2

I have the following lines:

123;123;#rss
123;123;#site #design #rss
123;123;#rss
123;123;#rss
123;123;#site #design

and need to count how many times each tag appears, do the following:

grep -Eo '#[a-z].*' ./1.txt | tr "\ " "\n" | uniq -c

i.e. first select only the tags from the strings, and then break them down and count it.

output:

   1 #rss
   1 #site
   1 #design
   3 #rss
   1 #site
   1 #design

instead of the expected:

   2 #site
   4 #rss
   2 #design

It seems that the problem is in the non-printable characters, which makes counting incorrect. Or is it something else? Can anyone suggest a correct solution?

Inian
  • 80,270
  • 14
  • 142
  • 161
KarlsD
  • 649
  • 1
  • 6
  • 12
  • 1
    `uniq` requires the input to already by sorted; one quick fix would be `... | sort | uniq -c`; the `.*` says to match on zero or more of any character (including whitespace and non-printing characters) ... try `'#[a-z]+'` to limit to just lower case letters – markp-fuso Feb 10 '21 at 14:57
  • Please have a look at [What should I do when someone answers my question?](https://stackoverflow.com/help/someone-answers) – Socowi Feb 16 '21 at 00:16

5 Answers5

2

uniq -c works only on sorted input.
Also, you can drop the tr by changing the regex to #[a-z]*.

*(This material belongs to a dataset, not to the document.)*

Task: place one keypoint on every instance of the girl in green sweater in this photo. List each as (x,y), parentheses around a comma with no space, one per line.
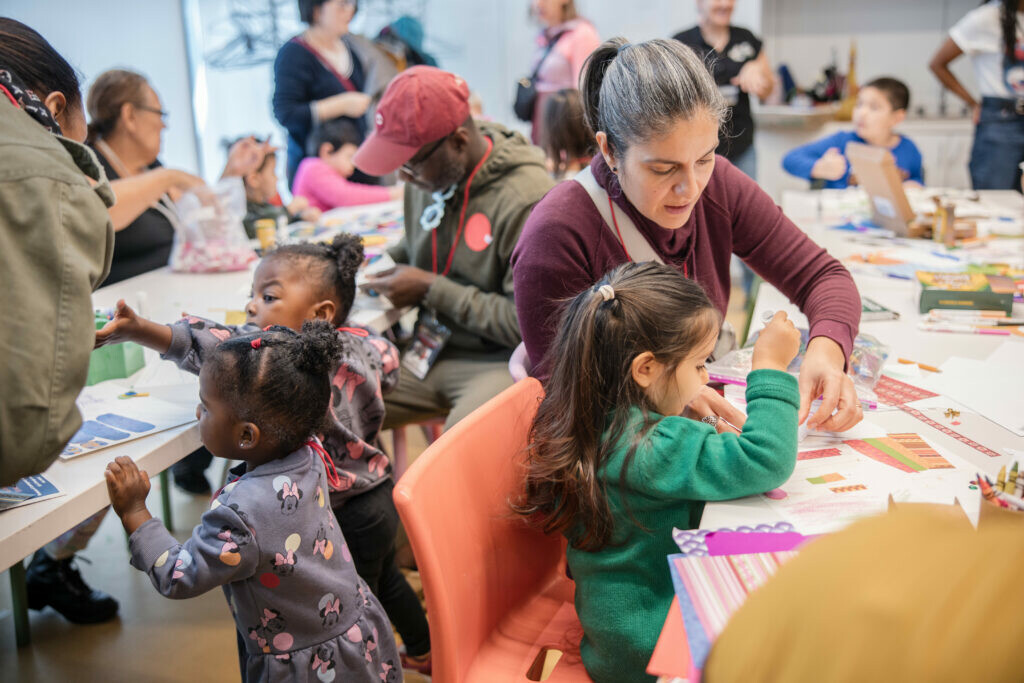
(614,465)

grep -Eo '#[a-z]*' ./1.txt | sort | uniq -c

prints

  2 #design
  4 #rss
  2 #site

as expected.

Socowi
  • 25,550
  • 3
  • 32
  • 54
1

It can be done in a single gnu awk:

awk -v RS='#[a-zA-Z]+' 'RT {++freq[RT]} END {for (i in freq) print freq[i], i}' file

2 #site
2 #design
4 #rss

Or else a grep + awk solution:

grep -iEo '#[a-z]+' file |
awk '{++freq[$1]} END {for (i in freq) print freq[i], i}'

2 #site
2 #design
4 #rss
anubhava
  • 761,203
  • 64
  • 569
  • 643
0

Using awk as an alternative:

awk -F [" "\;] '{ for(i=3;i<=NF;i++) {  map[$i]++ } } END { for (i in map) { print map[i]" "i} }' file

Set the field separator to a space or a ";" Then loop from the third field to the last field (NF), adding to an array map, with the field as the index and incrementing counter as the value. At the end of the file processing, loop through the map array and print the indexes/values.

Raman Sailopal
  • 12,320
  • 2
  • 11
  • 18
  • `-F [" "\;]` should be `-F '[ ;]'`. Your array is keeping a count, not providing a mapping, so `cnt[]` or similar would be a more useful name for it than `map[]`. Also - `print map[i]" "i` = `print map[i], i` - let OFS have its reason to live :-). – Ed Morton Feb 11 '21 at 22:47
0

With your shown samples only, could you please try following. Written and tested in GNU awk.

awk '
{
  while($0){
    match($0,/#[^ ]*/)
    count[substr($0,RSTART,RLENGTH)]++
    $0=substr($0,RSTART+RLENGTH)
  }
}
END{
  for(key in count){
    print count[key],key
  }
}' Input_file

Output will be as follows.

2 #site
2 #design
4 #rss

Explanation: Adding detailed explanation for above.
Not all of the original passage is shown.